BEIJING: China's central government is believed to be on the the verge of unveiling a major support package to help boost development and bring lasting stability in the far western Xinjiang region rocked by a deadly riot last year.
An imminent move has been heralded by measures earlier this year to lay the groundwork for a comprehensive support scheme.
From April 7 to May 8, government delegations from 19 affluent provinces and cities, including Beijing, Shanghai, Guangdong and Shenzhen, visited the Xinjiang Uygur Autonomous Region to discuss detailed plans to boost the region's development.
Under a "pairing assistance" model revealed by the central government at a high-level meeting on March 29 and 30, the 19 provinces and cities are each required to help support the development of different areas in Xinjiang. Guangdong, for instance, is mainly to assist the Shufu and Jiashi counties in the Kashgar Prefecture.
"Although Xinjiang has experienced rapid development in recent years, it is still lagging behind other provinces and facing restrictions in capital, technology, skills, management and other areas," said Dong Zhaowu, of the Xinjiang Autonomous Regional Academy of Social Sciences.

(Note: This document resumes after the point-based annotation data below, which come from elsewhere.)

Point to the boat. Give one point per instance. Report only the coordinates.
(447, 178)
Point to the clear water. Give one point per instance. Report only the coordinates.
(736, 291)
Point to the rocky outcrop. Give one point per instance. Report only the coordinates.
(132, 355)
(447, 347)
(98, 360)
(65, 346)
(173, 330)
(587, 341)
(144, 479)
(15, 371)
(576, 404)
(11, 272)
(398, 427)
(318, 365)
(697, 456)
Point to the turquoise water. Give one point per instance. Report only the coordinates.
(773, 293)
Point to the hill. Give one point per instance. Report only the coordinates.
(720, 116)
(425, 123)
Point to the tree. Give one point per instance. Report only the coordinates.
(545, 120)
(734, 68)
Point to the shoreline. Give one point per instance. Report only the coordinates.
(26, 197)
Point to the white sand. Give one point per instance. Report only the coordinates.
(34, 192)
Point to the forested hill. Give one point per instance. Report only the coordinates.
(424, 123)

The "roadmap" unveiled at the March meeting is aimed at achieving a "marked" development in Xinjiang's economy and a "marked" improvement in living standards within five years.
It aims to narrow the gap between Xinjiang and other inland regions as much as possible over 10 years and guarantee that Xinjiang fulfills the goal of achieving a "moderately prosperous society in all aspects" by 2020.

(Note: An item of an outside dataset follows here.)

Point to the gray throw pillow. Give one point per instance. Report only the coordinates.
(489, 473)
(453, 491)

"On its own resources and strength, it is hard for Xinjiang to resolve all the issues within a short period," Dong said.
In January, the Central Committee of the Communist Party of China (CPC) announced that a central work conference would be held this year to discuss Xinjiang's development, a top-level meeting widely expected to unveil a string of polices to boost development.
No official statement has been made about the specific date of the top-level conference, but analysts believe the March 29-30 meeting, attended by Vice Premier Li Keqiang and senior leader Zhou Yongkang, and the subsequent "investigation tours" by the 19 provinces and cities to Xinjiang are all "warm-up" moves for the event.
In addition, personnel changes in Xinjiang, in which former Party chief of Hunan Province Zhang Chunxian replaced Wang Lequan as Xinjiang's Party chief late last month, are also considered by some observers a harbinger of greater support.
"The central work conference is a very important meeting when Xinjiang's reform and opening-up and socialist modernization drive enter a critical period," Zhang was quoted as saying by Monday's Xinjiang Daily.
"Through the meeting, the CPC Central Committee is to mobilize the strength of the entire Party and the entire nation to ... guarantee that Xinjiang fulfills the goal of achieving a moderately prosperous society in all aspects at the same time as all other provinces and regions by 2020," he told Xinjiang officials in Beijing Sunday.
Ten months after the riot in the regional capital, Urumqi, that left 197 people dead and more than 1,700 injured in July last year, Internet services in Xinjiang had fully resumed, another sign the situation was returning to normal and the region was preparing for a fresh new start.